Le département n’est pas bien haut, son point culminant (le puy des Chaires) n’atteint même pas les 1 000 m d’altitude. Mais ne vous fiez pas aux apparences. Sous des dehors dociles, les routes ne sont qu’une enfilade de montées serrées et de descentes. Et à moins d’avoir les mollets de Poulidor, l’enfant du pays, qui a droit à son circuit (23,5 km) autour du lac de Vassivière, on vous conseille d’opter pour l’assistance électrique et d’éviter les chemins de traverse terreux (sauf si vous excellez au VTT).
Attention tout de même, la couverture réseau est taquine, les réparateurs et les transports en commun rares et certains endroits sont isolés. N’oubliez ni votre pompe ni votre kit crevaison. Une moyenne de 50-60 km/jour reste très convenable, surtout avec ce dénivelé.
L’office du tourisme de La Souterraine, en face de la gare, loue des vélos (5 en tout, mais des électriques devraient bientôt compléter la flotte). Les prix sont dégressifs en fonction de la durée et du nombre de vélos réservés. À partir de 10 € la demi-journée pour un vélo (15 € la journée, 35 € les 3 jours, 70 € la semaine). Tél. : 05 55 89 23 07.
La Vallée des peintres, de La Souterraine à Crozant
Vélo : 2 h et 24 km. Randonnée pédestre : 3 h.
À 2 h 45 en Intercités de Paris-Austerlitz, La Souterraine, deuxième ville la plus peuplée du département, est le point de départ de notre tour de la Creuse. Et ça commence fort ! En effet, à 23,9 km de là se trouve Crozant, dont la beauté, la minéralité et les ruines ont donné naissance à l’école picturale de Crozant (pour la reprise du motif, non pour l’invention d’une technique).
En chemin, à 20 min à vélo de La Souterraine (ça descend), il y a Saint-Agnant-de-Versillat et son église du XIIe siècle aux étranges fresques (sur la voûte), puis celle de Saint-Germain-Beaupré (20 min) et son faîte-éteignoir aiguisé comme un casque à pointes. La Chapelle-Baloue (25 min) est la dernière halte avant d’entrer à Crozant (30 min) par le pont Charraud et de se frotter à l’impétueuse Sédelle.
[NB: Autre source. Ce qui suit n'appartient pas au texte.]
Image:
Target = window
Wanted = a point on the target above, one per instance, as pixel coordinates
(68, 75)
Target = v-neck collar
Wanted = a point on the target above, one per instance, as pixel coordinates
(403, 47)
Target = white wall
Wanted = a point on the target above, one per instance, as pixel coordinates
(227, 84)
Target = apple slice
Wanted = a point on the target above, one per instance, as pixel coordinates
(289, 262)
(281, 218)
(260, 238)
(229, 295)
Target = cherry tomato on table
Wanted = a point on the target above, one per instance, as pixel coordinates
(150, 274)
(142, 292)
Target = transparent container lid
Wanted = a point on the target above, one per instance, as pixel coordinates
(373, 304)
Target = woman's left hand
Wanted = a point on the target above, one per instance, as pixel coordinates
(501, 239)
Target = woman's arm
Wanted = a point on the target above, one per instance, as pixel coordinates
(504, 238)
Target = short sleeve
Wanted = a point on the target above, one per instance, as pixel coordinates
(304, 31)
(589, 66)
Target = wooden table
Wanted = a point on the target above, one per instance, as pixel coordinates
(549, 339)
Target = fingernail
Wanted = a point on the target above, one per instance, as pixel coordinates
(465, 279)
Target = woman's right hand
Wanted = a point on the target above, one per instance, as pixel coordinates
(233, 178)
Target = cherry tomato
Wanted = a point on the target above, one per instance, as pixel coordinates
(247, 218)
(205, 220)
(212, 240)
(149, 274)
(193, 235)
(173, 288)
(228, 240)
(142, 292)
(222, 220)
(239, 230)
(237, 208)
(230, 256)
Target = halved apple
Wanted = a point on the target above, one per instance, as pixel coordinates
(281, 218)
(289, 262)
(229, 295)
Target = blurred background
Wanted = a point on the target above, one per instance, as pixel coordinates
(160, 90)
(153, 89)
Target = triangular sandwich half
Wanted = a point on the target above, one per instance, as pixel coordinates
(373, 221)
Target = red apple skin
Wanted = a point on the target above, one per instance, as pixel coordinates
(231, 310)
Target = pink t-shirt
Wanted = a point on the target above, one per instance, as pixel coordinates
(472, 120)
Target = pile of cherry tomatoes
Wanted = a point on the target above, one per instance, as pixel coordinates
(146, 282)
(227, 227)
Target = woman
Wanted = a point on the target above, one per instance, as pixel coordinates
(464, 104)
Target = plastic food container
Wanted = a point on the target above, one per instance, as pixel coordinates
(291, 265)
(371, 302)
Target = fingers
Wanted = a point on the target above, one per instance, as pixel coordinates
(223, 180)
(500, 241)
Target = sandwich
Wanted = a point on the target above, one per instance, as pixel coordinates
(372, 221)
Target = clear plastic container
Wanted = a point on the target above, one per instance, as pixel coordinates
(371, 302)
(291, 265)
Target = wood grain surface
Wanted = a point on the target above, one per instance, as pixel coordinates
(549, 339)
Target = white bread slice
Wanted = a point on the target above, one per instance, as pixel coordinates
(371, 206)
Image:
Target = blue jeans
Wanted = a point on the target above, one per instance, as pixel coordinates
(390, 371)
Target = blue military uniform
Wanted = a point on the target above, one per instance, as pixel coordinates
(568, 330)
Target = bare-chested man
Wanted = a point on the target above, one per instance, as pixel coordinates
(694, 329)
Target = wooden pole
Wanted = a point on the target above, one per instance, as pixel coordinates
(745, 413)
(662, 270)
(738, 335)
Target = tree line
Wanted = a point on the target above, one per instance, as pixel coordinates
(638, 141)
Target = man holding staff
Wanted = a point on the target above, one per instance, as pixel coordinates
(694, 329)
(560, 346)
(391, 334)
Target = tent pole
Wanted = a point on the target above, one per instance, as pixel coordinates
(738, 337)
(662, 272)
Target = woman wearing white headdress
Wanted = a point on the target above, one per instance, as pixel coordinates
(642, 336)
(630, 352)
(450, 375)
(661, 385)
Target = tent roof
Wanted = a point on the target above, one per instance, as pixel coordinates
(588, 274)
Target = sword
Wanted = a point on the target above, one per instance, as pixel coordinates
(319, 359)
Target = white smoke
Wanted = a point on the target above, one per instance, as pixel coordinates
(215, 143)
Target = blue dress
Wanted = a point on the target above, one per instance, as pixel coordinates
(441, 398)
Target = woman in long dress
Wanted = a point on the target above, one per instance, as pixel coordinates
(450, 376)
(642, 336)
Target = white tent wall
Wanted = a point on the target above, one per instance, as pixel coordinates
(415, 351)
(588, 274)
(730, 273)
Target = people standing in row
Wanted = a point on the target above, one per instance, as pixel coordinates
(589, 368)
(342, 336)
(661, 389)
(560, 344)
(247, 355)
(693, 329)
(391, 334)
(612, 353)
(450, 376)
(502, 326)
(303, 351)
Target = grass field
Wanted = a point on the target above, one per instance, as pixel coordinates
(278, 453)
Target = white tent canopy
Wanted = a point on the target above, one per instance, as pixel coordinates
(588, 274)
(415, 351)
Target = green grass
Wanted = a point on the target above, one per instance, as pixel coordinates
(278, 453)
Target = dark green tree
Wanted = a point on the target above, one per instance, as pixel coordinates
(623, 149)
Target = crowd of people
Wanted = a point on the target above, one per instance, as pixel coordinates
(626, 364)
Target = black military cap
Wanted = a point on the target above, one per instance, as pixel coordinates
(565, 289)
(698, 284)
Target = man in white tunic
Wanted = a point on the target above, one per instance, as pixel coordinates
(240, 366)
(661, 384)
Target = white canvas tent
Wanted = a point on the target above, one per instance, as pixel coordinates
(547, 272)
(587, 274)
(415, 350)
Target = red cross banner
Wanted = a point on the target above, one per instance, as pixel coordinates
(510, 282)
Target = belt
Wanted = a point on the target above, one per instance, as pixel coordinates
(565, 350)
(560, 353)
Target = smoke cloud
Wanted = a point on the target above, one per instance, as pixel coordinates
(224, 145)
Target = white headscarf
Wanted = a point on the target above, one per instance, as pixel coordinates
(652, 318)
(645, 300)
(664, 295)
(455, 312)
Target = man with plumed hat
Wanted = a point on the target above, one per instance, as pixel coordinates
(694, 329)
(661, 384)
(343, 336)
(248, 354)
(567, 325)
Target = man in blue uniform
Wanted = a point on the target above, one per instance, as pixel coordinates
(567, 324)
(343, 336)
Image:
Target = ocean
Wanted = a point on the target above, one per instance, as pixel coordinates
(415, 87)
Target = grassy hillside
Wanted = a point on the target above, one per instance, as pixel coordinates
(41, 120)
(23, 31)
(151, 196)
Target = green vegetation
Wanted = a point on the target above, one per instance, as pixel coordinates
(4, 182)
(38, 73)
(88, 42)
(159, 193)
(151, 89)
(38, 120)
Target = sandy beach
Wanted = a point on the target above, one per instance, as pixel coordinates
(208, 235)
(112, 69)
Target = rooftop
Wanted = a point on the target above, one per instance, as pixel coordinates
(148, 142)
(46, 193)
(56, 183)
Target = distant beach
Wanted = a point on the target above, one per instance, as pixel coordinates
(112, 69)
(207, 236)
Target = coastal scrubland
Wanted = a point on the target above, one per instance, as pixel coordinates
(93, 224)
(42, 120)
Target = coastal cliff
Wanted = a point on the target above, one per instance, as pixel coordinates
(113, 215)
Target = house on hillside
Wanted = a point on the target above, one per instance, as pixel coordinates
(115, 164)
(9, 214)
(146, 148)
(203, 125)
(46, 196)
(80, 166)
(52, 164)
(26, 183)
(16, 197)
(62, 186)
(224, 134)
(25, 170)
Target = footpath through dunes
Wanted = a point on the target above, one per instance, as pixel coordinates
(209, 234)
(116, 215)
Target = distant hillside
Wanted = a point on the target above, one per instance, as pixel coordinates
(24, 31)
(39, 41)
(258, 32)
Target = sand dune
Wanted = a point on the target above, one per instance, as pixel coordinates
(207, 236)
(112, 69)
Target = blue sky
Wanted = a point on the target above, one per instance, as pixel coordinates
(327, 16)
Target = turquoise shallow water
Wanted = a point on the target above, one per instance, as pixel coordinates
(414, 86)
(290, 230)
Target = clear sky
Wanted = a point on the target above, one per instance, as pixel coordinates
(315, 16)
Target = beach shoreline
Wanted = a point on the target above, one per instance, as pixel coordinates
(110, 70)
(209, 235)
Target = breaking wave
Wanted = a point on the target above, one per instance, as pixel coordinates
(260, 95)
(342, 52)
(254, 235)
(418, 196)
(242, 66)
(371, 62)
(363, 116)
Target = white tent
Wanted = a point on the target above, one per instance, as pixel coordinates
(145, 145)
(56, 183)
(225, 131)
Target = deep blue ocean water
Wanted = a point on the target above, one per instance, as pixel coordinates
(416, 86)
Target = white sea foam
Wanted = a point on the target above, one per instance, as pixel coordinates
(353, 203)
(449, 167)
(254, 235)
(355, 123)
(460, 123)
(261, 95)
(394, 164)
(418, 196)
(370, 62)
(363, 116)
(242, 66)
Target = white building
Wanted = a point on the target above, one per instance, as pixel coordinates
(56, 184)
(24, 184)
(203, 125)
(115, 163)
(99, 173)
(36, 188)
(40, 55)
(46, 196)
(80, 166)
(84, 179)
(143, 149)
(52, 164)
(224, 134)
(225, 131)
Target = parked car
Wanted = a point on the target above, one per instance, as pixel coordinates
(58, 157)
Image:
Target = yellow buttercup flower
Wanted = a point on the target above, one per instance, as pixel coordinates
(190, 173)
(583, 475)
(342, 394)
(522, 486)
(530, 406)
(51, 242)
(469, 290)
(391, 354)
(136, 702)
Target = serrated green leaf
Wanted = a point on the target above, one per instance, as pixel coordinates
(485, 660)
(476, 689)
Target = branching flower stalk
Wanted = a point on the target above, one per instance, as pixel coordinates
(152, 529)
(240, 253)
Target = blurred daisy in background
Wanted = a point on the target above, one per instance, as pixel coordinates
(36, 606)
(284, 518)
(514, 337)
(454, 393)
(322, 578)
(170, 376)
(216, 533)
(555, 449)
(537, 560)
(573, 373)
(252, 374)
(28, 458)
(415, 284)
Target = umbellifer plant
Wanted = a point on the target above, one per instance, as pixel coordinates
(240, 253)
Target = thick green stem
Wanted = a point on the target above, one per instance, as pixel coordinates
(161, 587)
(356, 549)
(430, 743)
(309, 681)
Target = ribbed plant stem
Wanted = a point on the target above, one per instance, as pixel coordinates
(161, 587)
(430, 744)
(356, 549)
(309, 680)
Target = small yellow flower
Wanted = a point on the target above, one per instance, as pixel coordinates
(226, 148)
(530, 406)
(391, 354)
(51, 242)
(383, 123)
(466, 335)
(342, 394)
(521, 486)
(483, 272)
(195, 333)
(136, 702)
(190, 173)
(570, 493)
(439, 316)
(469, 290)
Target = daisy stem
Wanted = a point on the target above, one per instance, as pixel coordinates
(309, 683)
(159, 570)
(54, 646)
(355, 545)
À Crozant, beaucoup de peintres logeaient à l’hôtel Lépinat. Devenu musée, le lieu revient sur l’histoire de la passion impressionniste (de 1850 à 1930) pour la vallée de la Creuse : la médiation de George Sand, la liaison ferroviaire entre Paris et Crozant (7 h de train + 1 h en calèche), l’invention des tubes de peinture, le goût romantique pour l’ancienne forteresse médiévale.
Appâté par ce préambule, on emprunte, à pied, le sentier des peintres, un itinéraire de 3,8 km (1 h 30 de marche) qui boucle les points panoramiques peints le long de la Sédelle par les plus éminents représentants de cette école de Crozant.
Autre balade : celle qui mène au rocher de la Fileuse avec une marche escarpée de 45 min après le pont de Crozant. Et là, impossible de lutter contre le sortilège de cette vallée, lorsque la Creuse et la Sédelle serpentent et confluent.
Pas encore sevrés ? Vous pouvez également vous balader, à pied, parmi les ruines de la forteresse (4 €) modelée par les Lusignan, entre les tours Colin et Renard, à 75 m au-dessus de la Creuse.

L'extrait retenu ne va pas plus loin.